GSK Acquires Pipeline Drug efimosfermin from Boston Pharmaceuticals
GSK plc has announced its agreement to acquire the lead pipeline drug efimosfermin alfa from Boston Pharmaceuticals, a biopharmaceutical company based in Massachusetts.
Efimosfermin is an investigational long-acting version of the FGF21 protein aimed at treating steatotic liver disease (SLD), commonly known as fatty liver disease. Currently, Boston Pharma is evaluating the drug in mid-stage trials for metabolic dysfunction-associated steatohepatitis (MASH), a specific form of SLD. This drug was initially licensed from Novartis (NVS) by Boston Pharma in 2020.
GSK aims to develop efimosfermin to address more advanced stages of SLD, including alcohol-related liver disease (ALD). The company plans to explore its use as a standalone treatment as well as in combination with its investigational siRNA therapeutic, GSK’990, which is also in mid-stage studies for SLD.
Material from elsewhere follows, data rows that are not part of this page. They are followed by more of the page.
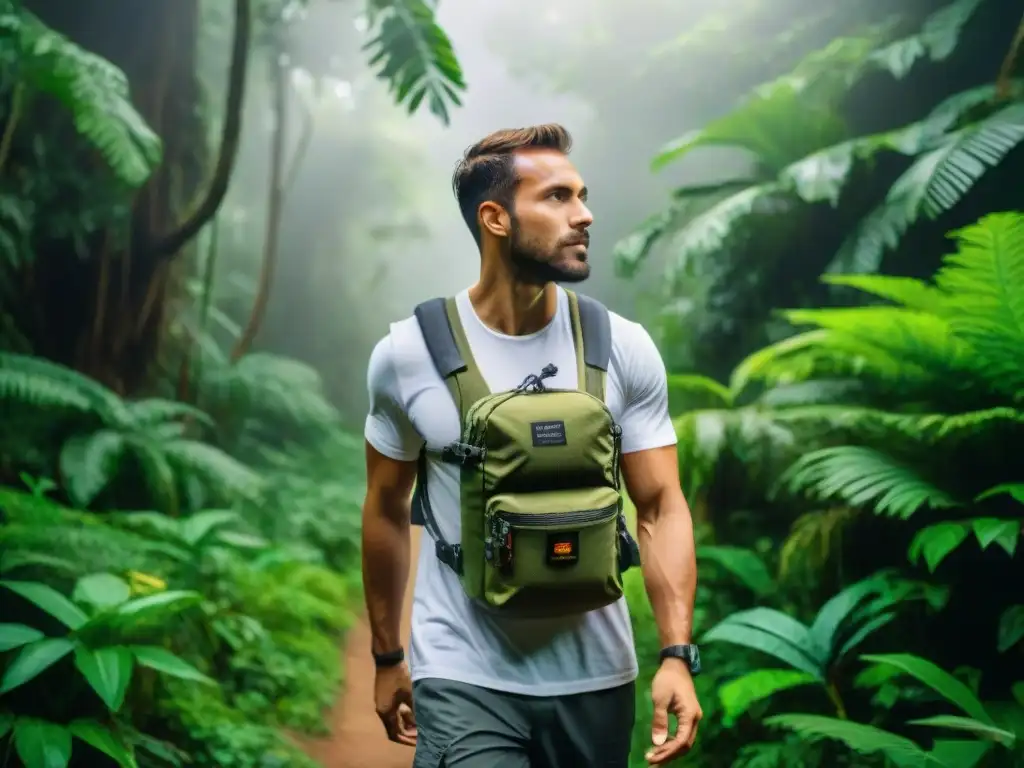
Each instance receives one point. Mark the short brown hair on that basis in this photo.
(486, 171)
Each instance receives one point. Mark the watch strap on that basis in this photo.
(688, 653)
(390, 658)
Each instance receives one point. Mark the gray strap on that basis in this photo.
(433, 321)
(596, 328)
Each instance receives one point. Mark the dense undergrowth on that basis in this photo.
(854, 477)
(856, 603)
(199, 633)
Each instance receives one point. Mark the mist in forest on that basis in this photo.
(371, 225)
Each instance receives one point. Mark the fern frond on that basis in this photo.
(936, 182)
(887, 341)
(906, 292)
(157, 411)
(863, 477)
(41, 382)
(89, 464)
(94, 90)
(271, 389)
(417, 58)
(709, 231)
(811, 540)
(865, 739)
(985, 281)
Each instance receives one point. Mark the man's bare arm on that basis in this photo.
(665, 532)
(386, 545)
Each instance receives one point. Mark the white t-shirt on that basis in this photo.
(451, 637)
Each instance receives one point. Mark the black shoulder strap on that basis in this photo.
(434, 320)
(596, 327)
(592, 338)
(437, 333)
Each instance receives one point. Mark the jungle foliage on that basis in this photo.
(178, 541)
(855, 481)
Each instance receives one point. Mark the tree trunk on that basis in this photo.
(102, 311)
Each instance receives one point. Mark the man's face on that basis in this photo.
(549, 239)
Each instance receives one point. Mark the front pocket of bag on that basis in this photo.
(554, 545)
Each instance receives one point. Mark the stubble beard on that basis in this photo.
(538, 266)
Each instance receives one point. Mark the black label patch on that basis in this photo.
(548, 433)
(563, 549)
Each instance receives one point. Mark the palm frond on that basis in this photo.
(415, 54)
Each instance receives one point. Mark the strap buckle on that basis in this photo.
(450, 554)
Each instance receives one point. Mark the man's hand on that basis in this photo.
(672, 692)
(393, 695)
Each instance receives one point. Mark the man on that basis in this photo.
(489, 691)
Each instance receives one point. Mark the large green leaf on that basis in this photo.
(938, 179)
(979, 729)
(824, 631)
(33, 659)
(164, 662)
(772, 633)
(101, 590)
(739, 694)
(938, 680)
(49, 600)
(101, 738)
(15, 635)
(108, 671)
(1014, 489)
(864, 739)
(416, 57)
(937, 542)
(42, 744)
(936, 40)
(94, 91)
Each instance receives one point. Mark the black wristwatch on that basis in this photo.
(688, 653)
(391, 658)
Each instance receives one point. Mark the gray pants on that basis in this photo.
(464, 726)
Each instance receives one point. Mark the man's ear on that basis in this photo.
(495, 219)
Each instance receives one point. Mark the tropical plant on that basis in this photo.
(867, 739)
(105, 631)
(813, 653)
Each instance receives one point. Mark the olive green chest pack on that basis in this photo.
(543, 529)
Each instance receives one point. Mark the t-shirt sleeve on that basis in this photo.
(645, 420)
(388, 428)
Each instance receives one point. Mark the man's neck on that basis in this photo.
(511, 307)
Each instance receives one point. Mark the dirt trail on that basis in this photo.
(357, 738)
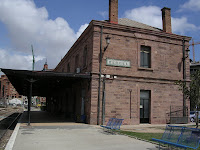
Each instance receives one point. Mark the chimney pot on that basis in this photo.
(166, 19)
(113, 11)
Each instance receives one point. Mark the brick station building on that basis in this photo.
(136, 71)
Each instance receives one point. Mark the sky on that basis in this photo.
(52, 26)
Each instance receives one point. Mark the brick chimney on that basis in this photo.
(113, 11)
(166, 18)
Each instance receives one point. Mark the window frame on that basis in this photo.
(144, 50)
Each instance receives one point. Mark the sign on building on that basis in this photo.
(118, 63)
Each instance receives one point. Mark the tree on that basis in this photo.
(192, 91)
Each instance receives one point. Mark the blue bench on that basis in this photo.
(113, 124)
(182, 137)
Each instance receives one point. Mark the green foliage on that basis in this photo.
(145, 136)
(192, 90)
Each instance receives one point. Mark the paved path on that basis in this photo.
(74, 137)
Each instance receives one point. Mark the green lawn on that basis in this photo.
(143, 136)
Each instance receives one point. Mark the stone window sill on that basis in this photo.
(145, 69)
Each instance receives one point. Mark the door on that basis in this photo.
(144, 106)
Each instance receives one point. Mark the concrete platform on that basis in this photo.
(58, 135)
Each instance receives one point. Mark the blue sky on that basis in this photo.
(53, 26)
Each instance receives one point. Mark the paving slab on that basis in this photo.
(74, 137)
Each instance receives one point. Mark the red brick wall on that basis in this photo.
(125, 42)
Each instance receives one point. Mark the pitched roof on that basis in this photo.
(132, 23)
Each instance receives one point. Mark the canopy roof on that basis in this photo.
(43, 82)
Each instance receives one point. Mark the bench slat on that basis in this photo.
(180, 137)
(113, 123)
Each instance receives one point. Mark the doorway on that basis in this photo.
(144, 106)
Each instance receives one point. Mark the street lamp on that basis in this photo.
(187, 53)
(107, 42)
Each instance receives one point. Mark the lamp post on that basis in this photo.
(100, 73)
(185, 55)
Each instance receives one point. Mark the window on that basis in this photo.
(145, 57)
(85, 57)
(68, 67)
(76, 62)
(144, 106)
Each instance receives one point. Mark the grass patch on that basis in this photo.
(144, 136)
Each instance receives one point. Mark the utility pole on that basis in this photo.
(33, 58)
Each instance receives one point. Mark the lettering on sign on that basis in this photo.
(118, 63)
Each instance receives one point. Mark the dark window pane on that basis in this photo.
(145, 57)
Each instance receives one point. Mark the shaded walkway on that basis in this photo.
(74, 137)
(44, 117)
(50, 133)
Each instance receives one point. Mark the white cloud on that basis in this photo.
(81, 29)
(104, 14)
(193, 5)
(16, 60)
(151, 15)
(28, 25)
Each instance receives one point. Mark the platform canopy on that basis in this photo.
(43, 82)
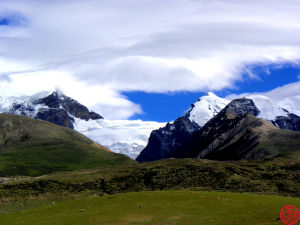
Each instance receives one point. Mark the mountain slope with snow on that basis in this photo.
(166, 142)
(206, 108)
(128, 137)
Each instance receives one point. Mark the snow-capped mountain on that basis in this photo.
(169, 140)
(128, 137)
(206, 108)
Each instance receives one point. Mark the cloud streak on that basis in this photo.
(144, 45)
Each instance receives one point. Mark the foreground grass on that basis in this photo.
(159, 207)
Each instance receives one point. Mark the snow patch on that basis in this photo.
(127, 137)
(206, 108)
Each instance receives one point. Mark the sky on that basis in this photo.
(149, 59)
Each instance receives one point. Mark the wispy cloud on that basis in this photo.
(146, 45)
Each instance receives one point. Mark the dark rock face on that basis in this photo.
(178, 140)
(242, 106)
(71, 106)
(164, 141)
(55, 108)
(57, 116)
(290, 122)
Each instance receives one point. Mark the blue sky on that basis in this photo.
(167, 107)
(123, 62)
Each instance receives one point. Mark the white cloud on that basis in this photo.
(96, 49)
(287, 97)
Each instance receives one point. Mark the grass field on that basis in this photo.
(159, 207)
(32, 147)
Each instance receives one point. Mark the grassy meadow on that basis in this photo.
(157, 207)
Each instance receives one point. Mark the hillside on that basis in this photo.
(35, 147)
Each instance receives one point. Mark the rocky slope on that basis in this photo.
(56, 108)
(122, 136)
(220, 131)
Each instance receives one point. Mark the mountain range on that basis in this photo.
(213, 129)
(130, 137)
(122, 136)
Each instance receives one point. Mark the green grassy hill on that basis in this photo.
(164, 207)
(34, 147)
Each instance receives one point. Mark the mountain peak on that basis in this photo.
(205, 108)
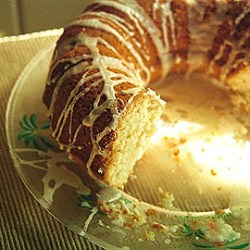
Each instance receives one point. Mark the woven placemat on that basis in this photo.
(24, 224)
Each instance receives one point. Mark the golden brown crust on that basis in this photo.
(84, 99)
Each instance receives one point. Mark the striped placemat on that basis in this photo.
(24, 224)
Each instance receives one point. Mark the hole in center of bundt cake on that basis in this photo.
(200, 150)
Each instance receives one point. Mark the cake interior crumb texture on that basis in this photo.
(135, 130)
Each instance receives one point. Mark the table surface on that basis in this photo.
(24, 224)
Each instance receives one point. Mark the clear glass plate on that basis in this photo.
(205, 203)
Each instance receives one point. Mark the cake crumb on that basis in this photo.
(150, 235)
(212, 172)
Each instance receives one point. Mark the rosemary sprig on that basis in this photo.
(32, 133)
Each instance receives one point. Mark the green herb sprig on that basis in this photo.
(33, 133)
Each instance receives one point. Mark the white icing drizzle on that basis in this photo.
(137, 14)
(133, 69)
(166, 14)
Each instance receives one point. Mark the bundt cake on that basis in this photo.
(100, 108)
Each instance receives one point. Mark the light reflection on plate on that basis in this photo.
(62, 188)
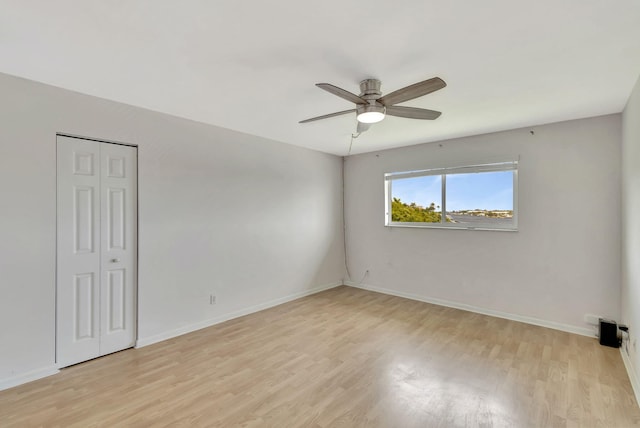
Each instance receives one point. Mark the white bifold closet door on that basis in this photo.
(96, 284)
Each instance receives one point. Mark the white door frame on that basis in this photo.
(135, 237)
The decision to acquire efimosfermin stems from promising mid-stage data demonstrating its potential to reverse liver fibrosis and halt disease progression in MASH patients. GSK believes the drug could set a new standard of care for MASH, with an option for monthly dosing, anticipating a commercial launch by 2029.
According to the terms of the deal, GSK will pay an upfront fee of $1.2 billion to Boston Pharma. Additionally, Boston Pharma may receive up to $800 million in potential milestone payments. GSK will also be responsible for making success-based milestone payments and tiered royalties to Novartis.
GSK’s Stock Performance
Year-to-date, GSK shares have seen a 7% increase, contrasting with an 8% decline in the industry overall.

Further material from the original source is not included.